1. Legal Standard for Screening The complaint or any portion thereof may be dismissed if it is frivolous, malicious, or fails to state a claim upon which relief may be granted, or if it seeks monetary relief from a defendant who is immune to such relief. See 28 U.S.C. §§ 1915(e)(2)(B) and 1915A(b). A claim is frivolous if it “lacks an arguable basis either in law or in fact.” Neitzke v. Williams, 490 U.S. 319, 325

(1989). “Failure to state a claim under § 1915(e)(2)(B)(ii) is governed by the same standard as dismissal for failure to state a claim under Fed. R. Civ. P. 12(b)(6).” Wilkerson v. H & S, Inc., 366 F. App’x 49, 51 (11th Cir. 2010) (per curiam) (citing Mitchell v. Farcass, 112 F.3d 1483, 1490 (11th Cir. 1997)). To avoid dismissal for failure to state a claim upon which relief can be granted, the allegations in the complaint must “state a claim to relief that is plausible on its face.” Bell Atl. Corp. v. Twombly, 550 U.S. 544, 570 (2007). “A claim has facial plausibility when the plaintiff

pleads factual content that allows the court to draw the reasonable inference that the defendant is liable for the misconduct alleged.” Ashcroft v. Iqbal, 556 U.S. 662, 678 (2009). That is, “[f]actual allegations must be enough to raise a right to relief above the speculative level.” Twombly, 550 U.S. at 555. While Rule 8(a) of the Federal Rules of Civil Procedure does not require detailed factual allegations, “it demands more than an unadorned, the-defendant-unlawfully-harmed-me accusation.” Iqbal, 556 U.S. at 678. A complaint is insufficient if it “offers ‘labels and conclusions’ or ‘a formulaic recitation of the elements of a cause of action,’” or if it “tenders ‘naked

assertions’ devoid of ‘further factual enhancement.’” Id. (quoting Twombly, 550 U.S. at 555, 557).

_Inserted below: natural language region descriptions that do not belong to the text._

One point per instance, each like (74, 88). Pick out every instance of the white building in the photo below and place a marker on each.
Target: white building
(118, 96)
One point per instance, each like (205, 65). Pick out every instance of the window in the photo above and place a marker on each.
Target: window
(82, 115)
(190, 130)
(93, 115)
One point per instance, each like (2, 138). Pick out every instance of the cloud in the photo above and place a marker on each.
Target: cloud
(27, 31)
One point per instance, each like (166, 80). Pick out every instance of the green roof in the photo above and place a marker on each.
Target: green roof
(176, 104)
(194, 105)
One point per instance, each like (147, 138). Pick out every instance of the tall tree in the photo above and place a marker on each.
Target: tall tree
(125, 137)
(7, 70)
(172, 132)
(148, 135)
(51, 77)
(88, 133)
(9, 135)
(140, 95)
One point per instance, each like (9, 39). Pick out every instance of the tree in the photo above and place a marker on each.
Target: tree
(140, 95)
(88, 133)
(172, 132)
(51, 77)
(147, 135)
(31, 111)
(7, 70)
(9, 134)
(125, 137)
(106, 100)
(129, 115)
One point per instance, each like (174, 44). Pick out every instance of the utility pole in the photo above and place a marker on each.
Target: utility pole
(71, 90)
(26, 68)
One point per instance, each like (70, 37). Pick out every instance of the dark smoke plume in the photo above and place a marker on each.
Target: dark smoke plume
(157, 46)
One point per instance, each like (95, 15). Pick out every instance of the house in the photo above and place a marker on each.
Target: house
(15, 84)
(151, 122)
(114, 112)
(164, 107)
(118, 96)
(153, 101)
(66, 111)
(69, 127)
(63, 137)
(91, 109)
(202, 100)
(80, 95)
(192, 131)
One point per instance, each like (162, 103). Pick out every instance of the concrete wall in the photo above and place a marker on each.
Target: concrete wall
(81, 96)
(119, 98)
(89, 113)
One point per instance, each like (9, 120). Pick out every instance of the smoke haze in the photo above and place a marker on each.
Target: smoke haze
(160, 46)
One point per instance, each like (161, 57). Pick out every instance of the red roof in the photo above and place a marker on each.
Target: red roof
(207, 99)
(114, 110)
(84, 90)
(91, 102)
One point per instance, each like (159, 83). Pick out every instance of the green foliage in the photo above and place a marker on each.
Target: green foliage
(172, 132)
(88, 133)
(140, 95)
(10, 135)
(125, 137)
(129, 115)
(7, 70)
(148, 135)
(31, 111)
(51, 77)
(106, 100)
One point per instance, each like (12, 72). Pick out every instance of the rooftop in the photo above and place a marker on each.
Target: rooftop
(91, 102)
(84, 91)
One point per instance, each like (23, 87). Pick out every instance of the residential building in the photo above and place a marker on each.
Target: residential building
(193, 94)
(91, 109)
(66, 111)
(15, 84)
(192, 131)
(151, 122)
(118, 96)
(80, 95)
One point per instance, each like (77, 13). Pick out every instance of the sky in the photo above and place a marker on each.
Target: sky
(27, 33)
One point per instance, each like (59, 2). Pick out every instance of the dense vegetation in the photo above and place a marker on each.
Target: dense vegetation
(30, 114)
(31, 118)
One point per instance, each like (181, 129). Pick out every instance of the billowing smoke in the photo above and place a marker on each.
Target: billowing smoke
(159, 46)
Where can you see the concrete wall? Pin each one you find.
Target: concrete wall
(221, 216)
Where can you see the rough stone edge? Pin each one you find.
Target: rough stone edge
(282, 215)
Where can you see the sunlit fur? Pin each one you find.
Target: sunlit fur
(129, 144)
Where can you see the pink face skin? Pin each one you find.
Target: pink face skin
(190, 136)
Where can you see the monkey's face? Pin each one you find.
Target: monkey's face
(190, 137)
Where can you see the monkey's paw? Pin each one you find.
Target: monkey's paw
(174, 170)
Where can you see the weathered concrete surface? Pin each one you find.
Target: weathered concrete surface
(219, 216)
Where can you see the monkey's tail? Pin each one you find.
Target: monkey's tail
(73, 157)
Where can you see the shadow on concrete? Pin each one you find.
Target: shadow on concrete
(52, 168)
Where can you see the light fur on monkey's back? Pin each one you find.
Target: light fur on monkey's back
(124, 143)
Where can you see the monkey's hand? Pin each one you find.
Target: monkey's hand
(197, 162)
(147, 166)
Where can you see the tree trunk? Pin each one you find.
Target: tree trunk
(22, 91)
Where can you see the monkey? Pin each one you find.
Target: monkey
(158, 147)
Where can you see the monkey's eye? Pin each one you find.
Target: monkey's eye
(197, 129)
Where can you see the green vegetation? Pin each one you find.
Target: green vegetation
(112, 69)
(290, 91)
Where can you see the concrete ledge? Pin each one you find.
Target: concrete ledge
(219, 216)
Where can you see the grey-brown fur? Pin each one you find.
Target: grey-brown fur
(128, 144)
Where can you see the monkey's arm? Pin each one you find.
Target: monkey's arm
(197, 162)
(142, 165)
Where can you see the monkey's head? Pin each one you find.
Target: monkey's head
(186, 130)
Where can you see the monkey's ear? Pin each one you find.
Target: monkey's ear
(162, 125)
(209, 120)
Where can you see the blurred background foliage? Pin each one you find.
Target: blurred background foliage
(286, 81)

In short, the complaint must provide a “‘plain statement’ possess[ing] enough heft to ‘sho[w] that the pleader is entitled to relief.’” Twombly, 550 U.S. at 557 (quoting Fed. R. Civ. P. 8(a)(2)). Finally, the Court affords a liberal construction to a pro se litigant’s pleadings, holding them to a more lenient standard than those drafted by an attorney. Erickson v. Pardus, 551 U.S. 89, 94 (2007) (per curiam); Haines v. Kerner, 404 U.S. 519, 520 (1972) (per curiam). However, this liberal construction does not mean that the Court has a duty to re-write the complaint. Snow v. DirecTV, Inc., 450 F.3d 1314, 1320 (11th Cir. 2006). 2. Plaintiff Fails to State a Claim Upon Which Relief May Be Granted Because He Did Not Exhaust Administrative Remedies

a. The Exhaustion Requirement Section 1997e(a) of the Prison Litigation Reform Act (“PLRA”) provides that “[n]o action shall be brought with respect to prison conditions under section 1983 of this title, or any other Federal law, by a prisoner confined in any jail, prison or other correctional facility until such administrative remedies as are available are exhausted.” 42 U.S.C. § 1997e(a). Dismissal for failure to state a claim is appropriate if it is clear from the face of a complaint that the plaintiff failed to exhaust administrative remedies. See Jones v. Bock, 549 U.S. 199, 215 (2007); Bingham v. Thomas, 654 F.3d 1171, 1175 (11th Cir. 2011) (per curiam); Solliday v. Federal Officers, 413 F. App’x 206, 208 (11th Cir. 2011) (per curiam); Anderson v. Donald, 261 F. App’x 254, 256 (11th Cir. 2008) (per curiam). The PLRA’s mandatory exhaustion requirement “applies to all prisoners seeking redress for prison circumstances or occurrences.” Porter v. Nussle, 534 U.S. 516, 520 (2002).